When people ask me about being half-Asian, two things happen. First I think of elementary school. Then I give the short answer: “It’s the best of both worlds. Most of the privilege, none of the guilt.”

Clever, right? I like that it steers away from melodrama, because I’ve played that game enough. Let’s stand around and admire our pain and forget about Darfur. But it’s also a defense mechanism, because deep down, the pain is there. The question almost always comes from a white person, and some part of me is remembering elementary school, when some kid would ask me if I was Chinese, I’d say no, I’m Japanese, and discover the whole thing was a setup for a really bad joke.

“Chinese, Japanese, American knees!"

In case you’ve never seen it performed: You pull the corners of your eyes up, and then down, and then you touch your knees. You laugh, and the kids around you laugh, and a little piece of Hannah’s soul slips out of place.

I grew up in an inner-ring Cleveland suburb called Lakewood. It’s remarkable for its socioeconomic diversity, but it is 93% white. In advanced and AP classes, I was almost always The Minority.

I got used to this, and over time, the questions people asked me got less and less offensive. “Do you speak Japanese?” became “Do your parents speak Japanese?”, and so on.

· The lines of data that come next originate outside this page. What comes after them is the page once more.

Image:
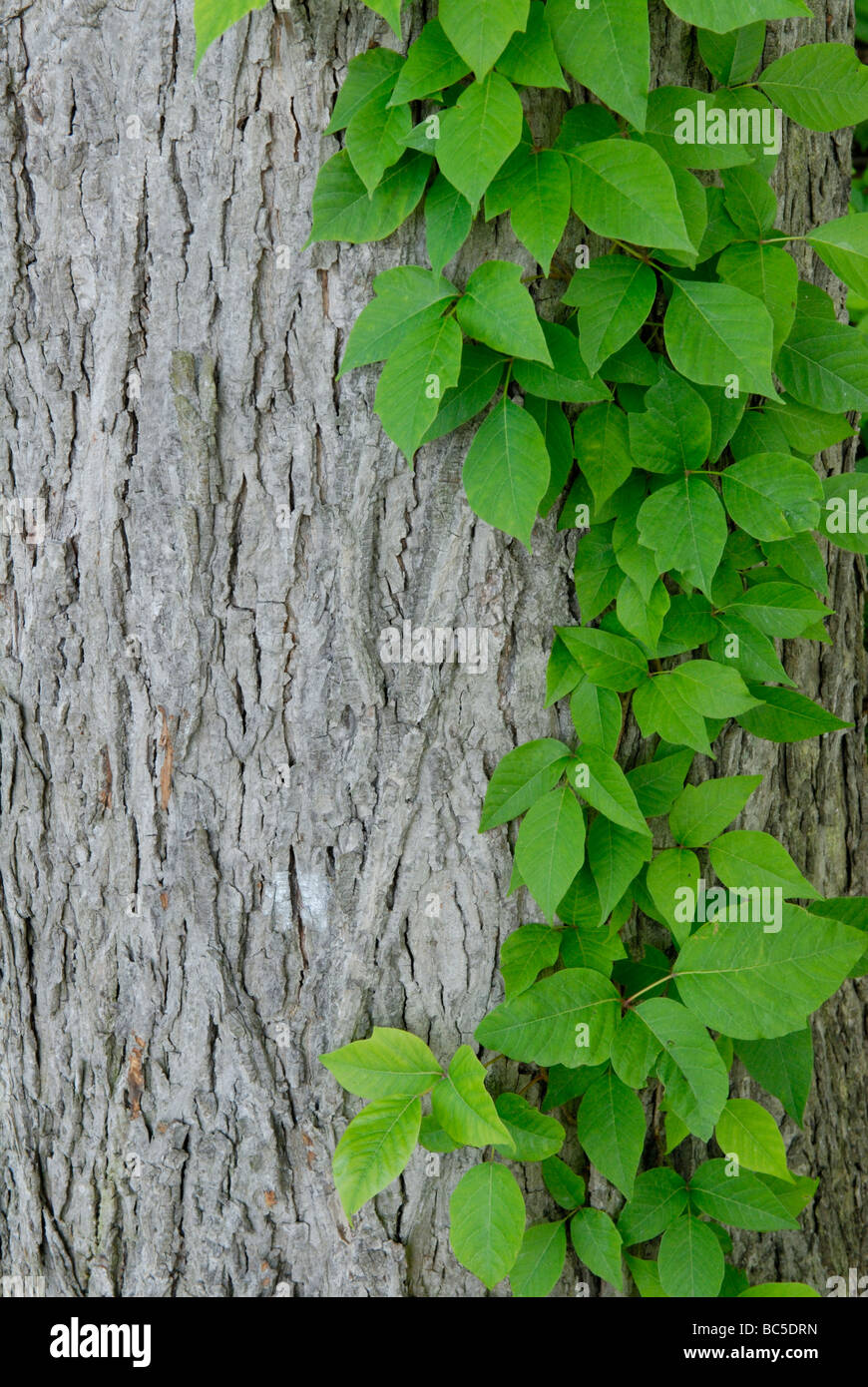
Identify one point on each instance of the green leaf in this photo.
(506, 470)
(715, 330)
(522, 777)
(768, 273)
(822, 362)
(479, 381)
(566, 379)
(658, 1197)
(701, 811)
(551, 846)
(563, 1184)
(487, 1222)
(822, 86)
(479, 134)
(608, 788)
(788, 715)
(390, 1064)
(433, 1138)
(431, 66)
(214, 17)
(463, 1107)
(533, 1135)
(634, 1050)
(602, 448)
(722, 15)
(754, 985)
(692, 1073)
(426, 363)
(781, 1290)
(526, 953)
(626, 192)
(597, 715)
(607, 49)
(738, 1200)
(843, 245)
(370, 78)
(344, 211)
(751, 859)
(611, 1127)
(669, 873)
(615, 295)
(406, 297)
(544, 1025)
(530, 57)
(690, 1261)
(607, 659)
(747, 1131)
(540, 1262)
(480, 32)
(448, 218)
(685, 525)
(732, 57)
(783, 1067)
(498, 311)
(598, 1245)
(374, 1149)
(772, 495)
(674, 430)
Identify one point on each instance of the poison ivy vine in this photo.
(690, 379)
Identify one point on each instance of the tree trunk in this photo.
(230, 836)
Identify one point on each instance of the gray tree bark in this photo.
(230, 836)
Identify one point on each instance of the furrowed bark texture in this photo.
(230, 836)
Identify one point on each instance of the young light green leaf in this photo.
(480, 32)
(530, 57)
(551, 846)
(506, 470)
(522, 777)
(753, 859)
(498, 311)
(344, 211)
(431, 66)
(738, 1200)
(566, 1018)
(463, 1107)
(615, 295)
(822, 86)
(607, 659)
(533, 1137)
(540, 1262)
(754, 985)
(715, 330)
(783, 1067)
(607, 49)
(747, 1131)
(487, 1222)
(526, 953)
(658, 1197)
(413, 380)
(598, 1244)
(722, 15)
(685, 525)
(701, 811)
(626, 192)
(690, 1261)
(479, 134)
(374, 1149)
(390, 1064)
(611, 1127)
(692, 1073)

It would be nice to believe that all Carleton students know better. Once, someone asked my race before asking my name. But for the most part, people behave themselves. I really want to trust them. I don't want to have a violent visceral reaction to anime kids. I want to hear guys wax poetic about the beautiful women they met on study abroad trips and feel special and desirable instead of nauseated.

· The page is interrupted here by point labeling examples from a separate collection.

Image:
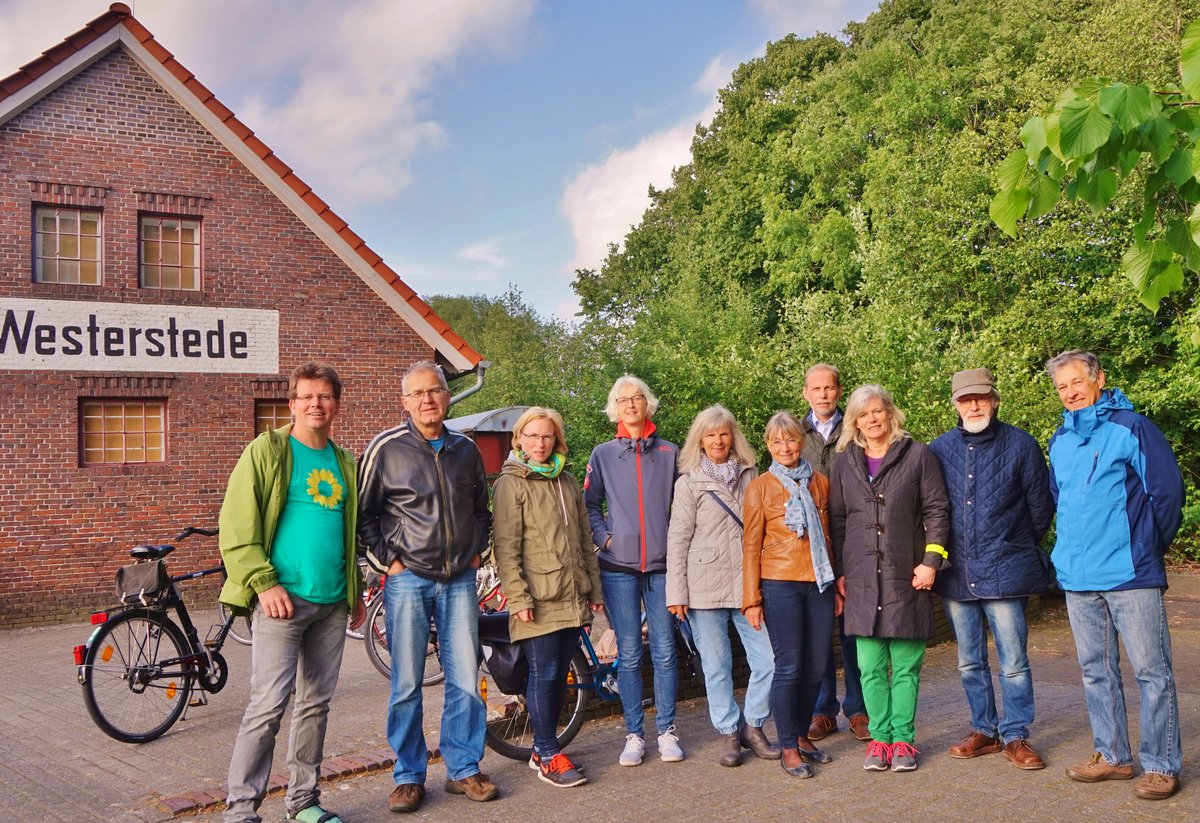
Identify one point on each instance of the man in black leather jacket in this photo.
(423, 522)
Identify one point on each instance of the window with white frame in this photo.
(169, 251)
(67, 245)
(123, 431)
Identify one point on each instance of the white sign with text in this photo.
(79, 336)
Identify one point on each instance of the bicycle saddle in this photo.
(150, 552)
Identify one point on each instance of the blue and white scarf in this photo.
(801, 515)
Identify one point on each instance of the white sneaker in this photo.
(669, 746)
(635, 748)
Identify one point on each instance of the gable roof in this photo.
(118, 29)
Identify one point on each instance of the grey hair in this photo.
(857, 404)
(423, 366)
(1089, 360)
(613, 410)
(713, 419)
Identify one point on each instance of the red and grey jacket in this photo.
(628, 493)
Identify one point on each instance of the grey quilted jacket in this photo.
(705, 544)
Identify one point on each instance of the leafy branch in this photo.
(1093, 137)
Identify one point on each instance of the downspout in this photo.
(484, 365)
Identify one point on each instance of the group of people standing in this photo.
(852, 522)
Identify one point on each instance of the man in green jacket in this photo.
(287, 540)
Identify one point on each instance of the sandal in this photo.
(313, 814)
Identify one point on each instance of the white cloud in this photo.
(808, 17)
(605, 199)
(486, 252)
(340, 90)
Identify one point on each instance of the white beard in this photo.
(976, 426)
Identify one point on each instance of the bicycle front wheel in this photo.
(509, 728)
(135, 685)
(241, 629)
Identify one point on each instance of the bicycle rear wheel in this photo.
(376, 636)
(509, 730)
(135, 686)
(241, 629)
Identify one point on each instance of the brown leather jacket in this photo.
(771, 550)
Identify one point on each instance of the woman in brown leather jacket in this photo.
(787, 583)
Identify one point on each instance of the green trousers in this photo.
(891, 701)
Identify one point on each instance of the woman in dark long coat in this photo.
(889, 521)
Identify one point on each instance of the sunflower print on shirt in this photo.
(324, 490)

In the past, internalized racism was a simple problem with a simple solution. Detroit Red became Malcolm X and never looked back. But what do you do when your culture is exactly what The White Man wants? What do you do when your hard-fought identity is charming, adorable, and still not quite human?

Most people don’t seem to think about this. Some Asian girls have no problem dating guys who are “into Asian girls.” We can write lengthy papers on Orientalism and then go out and buy Japanese furniture for what it represents - something that is not familiar, not mainstream, not your parents, not your trashy cousins, and definitely not your third grade shame, whatever that may be.

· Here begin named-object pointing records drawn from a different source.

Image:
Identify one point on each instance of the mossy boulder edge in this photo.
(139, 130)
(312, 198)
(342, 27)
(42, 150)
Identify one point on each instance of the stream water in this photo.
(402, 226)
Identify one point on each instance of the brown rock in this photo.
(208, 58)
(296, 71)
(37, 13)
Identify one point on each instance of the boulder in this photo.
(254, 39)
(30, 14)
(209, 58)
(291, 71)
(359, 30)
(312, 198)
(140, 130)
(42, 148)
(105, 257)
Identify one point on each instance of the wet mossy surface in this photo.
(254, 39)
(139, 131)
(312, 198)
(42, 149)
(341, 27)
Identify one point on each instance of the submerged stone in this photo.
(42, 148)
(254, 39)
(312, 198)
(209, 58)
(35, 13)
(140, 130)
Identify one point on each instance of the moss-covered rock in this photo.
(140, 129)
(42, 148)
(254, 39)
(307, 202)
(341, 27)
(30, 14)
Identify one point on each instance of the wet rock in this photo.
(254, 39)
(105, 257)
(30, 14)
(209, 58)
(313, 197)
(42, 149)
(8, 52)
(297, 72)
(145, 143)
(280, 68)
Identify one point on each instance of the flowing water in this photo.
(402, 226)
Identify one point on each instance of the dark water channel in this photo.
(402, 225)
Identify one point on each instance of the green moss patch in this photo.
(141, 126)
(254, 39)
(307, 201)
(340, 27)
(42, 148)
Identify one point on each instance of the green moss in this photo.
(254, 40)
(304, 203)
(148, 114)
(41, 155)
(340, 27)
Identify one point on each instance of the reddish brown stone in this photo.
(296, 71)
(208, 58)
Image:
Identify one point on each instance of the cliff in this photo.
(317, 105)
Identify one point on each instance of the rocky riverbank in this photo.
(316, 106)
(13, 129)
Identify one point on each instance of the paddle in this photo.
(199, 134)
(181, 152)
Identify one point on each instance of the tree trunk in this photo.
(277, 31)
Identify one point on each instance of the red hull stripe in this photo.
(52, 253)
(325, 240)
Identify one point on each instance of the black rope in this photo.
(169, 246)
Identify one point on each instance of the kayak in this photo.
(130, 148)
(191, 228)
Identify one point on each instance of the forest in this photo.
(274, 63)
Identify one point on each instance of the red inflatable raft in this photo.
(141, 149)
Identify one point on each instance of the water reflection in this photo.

When people ask me what it’s like to be half-Asian, I get the same feeling I got two years ago, when we moved out of Lakewood to a much rougher neighborhood in West Cleveland. Every time I walked the dog, I faced a string of catcalls. It made me angry for a while, but one day, I realized something much worse had happened. I’d stopped smiling. The more I smiled, the more attention I got. Exoticism does the same thing: It turns who you are into a source of fear.